Renovation was ongoing for this public toilet although i am not exactly loving that facade of blue sky and lush greenery. Barricades were on standby maybe because of the upcoming China's national day. 

Guess there would be some kind of show to commemorate the founding of the People's Republic of China! 

1 October also marks the start of the National Day Golden Week and that was the main reason why i had to plan my visit in September to avoid the peak period. 

Tiananmen Square - 3rd largest city square in the world that could accommodate 600,000 persons! The building is the picture was Mao's Mausoleum, the final resting place of Mao Zedong. 

Flag rising ceremony is scheduled twice a day; at dawn and at dusk. Notice the fire extinguisher on the right side of the picture? It would come in handy should there be any self-immolation incidents. 

Guarding the flagpole - security is tight in this politically sensitive arena. Many people might still remember the horrifying Tiananmen Incident in 1989 where student protesters were massacred in large numbers.

Coming back to happier moments; food and drinks were available in this van! I would have enjoyed this kind of mobile business operation - driving to East Coast park on weekends to sell hotdogs and cola etc.

Tiananmen - no one would miss that huge portrait of Mao Zedong even though the original building dated from 1420 during the Ming dynasty. 

One of our tour mates trying to get the best shot of Tiananmen. 

Forgot your camera or you have no trust in your photography skills? Fret not. There were a number of on-site photographers who would take your picture in front of Tiananmen and print it out within a few minutes for a nominal fee.

A final look before we crossed over to Tiananmen. 

Via an underpass that is. Beijing is actually very modernised and i would strongly recommend able travellers to go for free and easy. There is a subway network that connects to major attractions like Beijing Zoo, Summer Palace, Forbidden City etc.

Arriving right opposite Mao's portrait! His eyes follow you from whichever angle you look at him! 

Visitors, both locals and foreigners, were clamouring to take pictures of themselves in front of the portrait. As the tour guide commented, it was an honourable must for every family in China to have a picture of themselves at Tiananmen.

Many times, i have noticed guys in non-uniform standing together with uniformed guards. Are they plain clothes policemen? By the way, the passageway right below the portrait was reserved only for the emperor in dynastic times! 

Our itinerary included a walk up to the main building atop of Tiananmen! 

At a length of only 66 meters, it was not as big as one would expect when viewed from Tiananmen square. 

Light bulbs adorning the roof.
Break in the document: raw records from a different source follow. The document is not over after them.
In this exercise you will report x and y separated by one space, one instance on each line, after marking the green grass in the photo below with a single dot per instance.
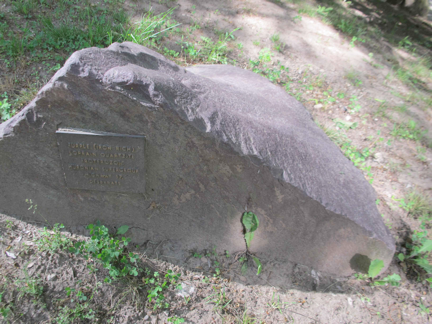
151 29
408 130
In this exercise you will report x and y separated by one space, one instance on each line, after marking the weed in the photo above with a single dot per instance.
82 310
275 38
53 240
354 39
157 284
353 77
375 268
109 250
297 18
423 309
219 299
9 224
276 304
172 53
358 157
250 222
421 153
342 124
6 110
265 55
354 105
407 131
150 30
419 246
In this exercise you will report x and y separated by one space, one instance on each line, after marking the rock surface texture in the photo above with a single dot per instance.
219 140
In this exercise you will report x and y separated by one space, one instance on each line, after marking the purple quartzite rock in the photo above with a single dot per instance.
219 140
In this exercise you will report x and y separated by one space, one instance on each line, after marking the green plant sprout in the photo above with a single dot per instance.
250 222
375 268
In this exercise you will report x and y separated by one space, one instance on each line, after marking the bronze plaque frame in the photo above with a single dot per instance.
102 161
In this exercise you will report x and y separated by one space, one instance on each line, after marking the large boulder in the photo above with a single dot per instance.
203 145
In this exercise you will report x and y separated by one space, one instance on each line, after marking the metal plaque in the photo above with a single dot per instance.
102 161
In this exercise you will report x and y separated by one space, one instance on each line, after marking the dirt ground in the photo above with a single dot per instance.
322 62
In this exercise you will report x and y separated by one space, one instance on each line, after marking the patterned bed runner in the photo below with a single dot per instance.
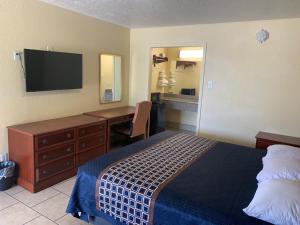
127 189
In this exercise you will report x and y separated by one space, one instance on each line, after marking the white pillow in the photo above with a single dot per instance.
277 202
279 168
276 151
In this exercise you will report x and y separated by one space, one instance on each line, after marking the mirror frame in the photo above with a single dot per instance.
100 69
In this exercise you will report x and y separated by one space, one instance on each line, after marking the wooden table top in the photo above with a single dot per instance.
278 138
113 113
55 124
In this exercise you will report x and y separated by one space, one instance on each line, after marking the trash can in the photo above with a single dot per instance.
6 174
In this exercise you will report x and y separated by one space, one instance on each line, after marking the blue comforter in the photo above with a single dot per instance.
212 191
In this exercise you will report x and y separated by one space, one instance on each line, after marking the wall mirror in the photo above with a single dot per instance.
110 78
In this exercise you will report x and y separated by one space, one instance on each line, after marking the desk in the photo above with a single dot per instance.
264 140
114 116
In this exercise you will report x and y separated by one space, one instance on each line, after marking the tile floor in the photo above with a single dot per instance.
19 206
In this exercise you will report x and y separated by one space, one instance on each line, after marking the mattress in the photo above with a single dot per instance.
212 190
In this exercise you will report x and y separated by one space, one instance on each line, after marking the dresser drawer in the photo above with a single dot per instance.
87 143
55 138
83 157
54 168
54 153
85 131
121 119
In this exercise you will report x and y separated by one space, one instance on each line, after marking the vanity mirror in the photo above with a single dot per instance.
110 78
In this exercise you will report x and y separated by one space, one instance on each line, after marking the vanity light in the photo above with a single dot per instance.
191 54
162 80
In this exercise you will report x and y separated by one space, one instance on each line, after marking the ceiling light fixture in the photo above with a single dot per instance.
191 54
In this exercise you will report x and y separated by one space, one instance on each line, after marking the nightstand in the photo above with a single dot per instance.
264 139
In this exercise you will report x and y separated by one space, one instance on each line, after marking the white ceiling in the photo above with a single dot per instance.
152 13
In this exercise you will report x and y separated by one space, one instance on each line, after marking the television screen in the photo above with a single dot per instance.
47 70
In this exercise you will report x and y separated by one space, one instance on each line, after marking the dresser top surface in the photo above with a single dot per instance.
113 113
278 138
46 126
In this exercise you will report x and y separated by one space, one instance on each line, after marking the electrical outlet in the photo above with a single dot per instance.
16 55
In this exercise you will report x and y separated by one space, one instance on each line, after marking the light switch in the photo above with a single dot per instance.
210 84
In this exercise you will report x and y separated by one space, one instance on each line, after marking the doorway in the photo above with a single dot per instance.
177 76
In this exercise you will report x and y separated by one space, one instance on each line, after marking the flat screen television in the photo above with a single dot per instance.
48 70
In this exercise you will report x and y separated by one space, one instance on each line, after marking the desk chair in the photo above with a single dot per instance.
140 123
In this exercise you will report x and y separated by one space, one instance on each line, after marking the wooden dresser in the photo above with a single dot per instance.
264 140
48 152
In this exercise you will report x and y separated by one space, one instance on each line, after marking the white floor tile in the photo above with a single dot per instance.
14 190
70 220
41 221
32 199
53 208
6 200
65 187
17 214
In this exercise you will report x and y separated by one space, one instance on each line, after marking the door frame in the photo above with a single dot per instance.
202 72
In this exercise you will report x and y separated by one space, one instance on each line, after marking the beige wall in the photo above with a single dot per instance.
107 74
185 78
256 86
33 24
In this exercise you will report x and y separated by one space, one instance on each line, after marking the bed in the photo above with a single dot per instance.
212 189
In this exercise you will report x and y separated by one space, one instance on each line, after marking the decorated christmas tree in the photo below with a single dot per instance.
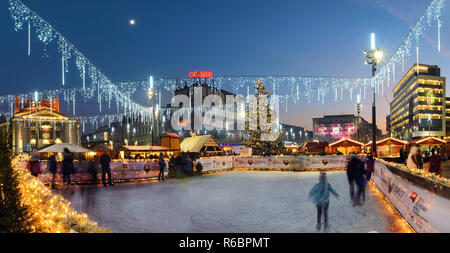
255 141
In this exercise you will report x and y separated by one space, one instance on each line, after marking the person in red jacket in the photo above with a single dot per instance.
435 163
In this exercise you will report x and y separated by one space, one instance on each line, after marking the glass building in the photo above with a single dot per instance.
418 105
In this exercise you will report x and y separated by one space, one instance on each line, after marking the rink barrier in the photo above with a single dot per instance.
425 211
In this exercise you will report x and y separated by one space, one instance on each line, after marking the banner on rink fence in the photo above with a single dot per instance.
211 164
424 211
304 162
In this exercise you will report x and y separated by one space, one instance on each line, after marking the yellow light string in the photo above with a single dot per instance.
51 213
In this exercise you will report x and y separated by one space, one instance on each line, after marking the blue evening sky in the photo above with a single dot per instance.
173 37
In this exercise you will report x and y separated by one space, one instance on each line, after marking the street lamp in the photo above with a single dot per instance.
374 55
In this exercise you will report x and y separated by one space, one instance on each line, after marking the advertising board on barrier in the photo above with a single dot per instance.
210 164
307 162
424 211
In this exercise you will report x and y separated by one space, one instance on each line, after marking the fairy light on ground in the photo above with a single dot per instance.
51 213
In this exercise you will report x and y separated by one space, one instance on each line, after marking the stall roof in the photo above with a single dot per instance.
346 142
393 141
147 148
429 141
316 145
196 143
173 135
59 148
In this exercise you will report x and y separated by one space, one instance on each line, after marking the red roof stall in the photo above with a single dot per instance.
346 146
389 147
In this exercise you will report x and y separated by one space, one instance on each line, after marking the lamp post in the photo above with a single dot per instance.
358 107
152 93
374 56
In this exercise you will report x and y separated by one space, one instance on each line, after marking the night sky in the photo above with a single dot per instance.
173 37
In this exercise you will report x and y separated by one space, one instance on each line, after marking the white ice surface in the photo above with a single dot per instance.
236 201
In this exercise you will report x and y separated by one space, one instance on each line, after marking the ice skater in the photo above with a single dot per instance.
320 195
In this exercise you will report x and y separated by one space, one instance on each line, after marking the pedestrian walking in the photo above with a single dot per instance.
411 163
199 167
92 170
419 160
67 166
35 168
361 181
435 163
320 195
352 168
370 165
162 166
189 165
52 167
106 169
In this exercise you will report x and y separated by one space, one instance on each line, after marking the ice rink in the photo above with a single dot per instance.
236 201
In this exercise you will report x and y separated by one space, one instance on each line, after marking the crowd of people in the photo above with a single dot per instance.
180 165
416 159
359 172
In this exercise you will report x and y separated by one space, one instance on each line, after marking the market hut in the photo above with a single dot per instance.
142 152
389 147
426 144
170 140
205 144
346 146
316 147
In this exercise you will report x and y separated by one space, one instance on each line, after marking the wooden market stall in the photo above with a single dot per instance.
428 143
346 146
316 147
203 144
389 147
144 152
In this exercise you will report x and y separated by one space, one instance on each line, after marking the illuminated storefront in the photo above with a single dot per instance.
418 105
331 128
36 124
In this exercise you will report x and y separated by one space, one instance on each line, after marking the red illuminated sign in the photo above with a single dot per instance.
200 74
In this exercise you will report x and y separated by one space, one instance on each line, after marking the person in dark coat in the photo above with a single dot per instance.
189 166
199 167
361 182
419 160
92 169
435 163
172 167
370 165
162 166
52 167
352 168
67 165
106 169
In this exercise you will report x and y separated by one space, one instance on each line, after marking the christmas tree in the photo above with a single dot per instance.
14 216
258 145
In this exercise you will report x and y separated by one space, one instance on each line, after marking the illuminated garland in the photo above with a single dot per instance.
50 213
410 44
295 89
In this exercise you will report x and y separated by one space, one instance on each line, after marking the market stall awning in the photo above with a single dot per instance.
390 141
197 144
59 148
429 141
147 148
344 142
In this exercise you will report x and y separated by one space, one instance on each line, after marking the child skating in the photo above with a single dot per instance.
320 195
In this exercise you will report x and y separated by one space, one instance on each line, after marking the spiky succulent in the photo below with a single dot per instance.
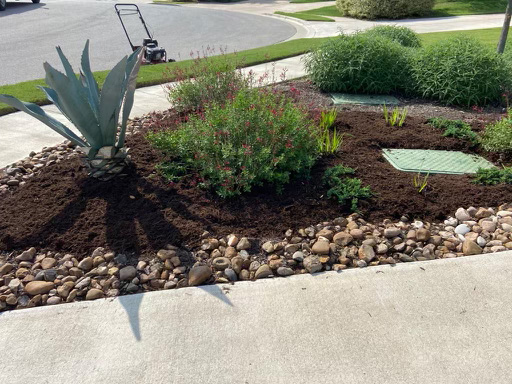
95 114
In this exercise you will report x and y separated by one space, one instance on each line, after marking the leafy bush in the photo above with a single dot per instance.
460 71
402 35
360 64
388 9
345 189
493 176
498 136
257 137
397 116
206 81
454 128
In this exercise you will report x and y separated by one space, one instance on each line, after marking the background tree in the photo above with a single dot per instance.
506 26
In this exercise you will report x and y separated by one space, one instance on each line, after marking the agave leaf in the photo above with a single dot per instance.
131 83
73 105
37 112
110 102
69 70
90 82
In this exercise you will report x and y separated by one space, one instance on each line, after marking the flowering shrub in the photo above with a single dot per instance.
259 136
207 80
According to wikipedia, Tiananmen was rebuilt in 1970 so what we are seeing is not really its original state although the external outlook remained the same.

Netting was noticed somewhere near the roof. Let me guess what it is for - hm..... to prevent birds from nesting within the crevices? 

The highly anticipated imperial city right behind Tiananmen!

A souvenir shop - some of the items could be purchased from touts outside the attraction at a much lower price, so long you bargain. 

Interior of the building. 

There was some information on the history of this building, mainly concentrated during the period after 1951. Given the time limitation of the tour (you are going to see this sentence very often), i could not digest much for sharing in this blog.

A miniature replica of Tiananmen and its surroundings (including Forbidden City) in ancient times. I would like to take more photographs but there was an announcement that no photo-taking is allowed in the gallery.

View of Tiananmen Square!

I took the picture on purpose just to show you the person guarding the perimeter! Here's another picture. Oh, in case i forget, please remember that lighters are not allowed in many attractions! Smokers, you have been warned. 

Panoramic view of the Square. To the left is China National Museum and to your right is the Great Hall of the People. 

Visitors enjoying the view of the Square. 

The mid-day sun above Tiananmen. This is a photoshopped version and the original picture looks nothing like it. However, i thought the effect was quite stunning and deserved to be posted! 

Side view of the building. 

Leaving for our next destination; the Forbidden City!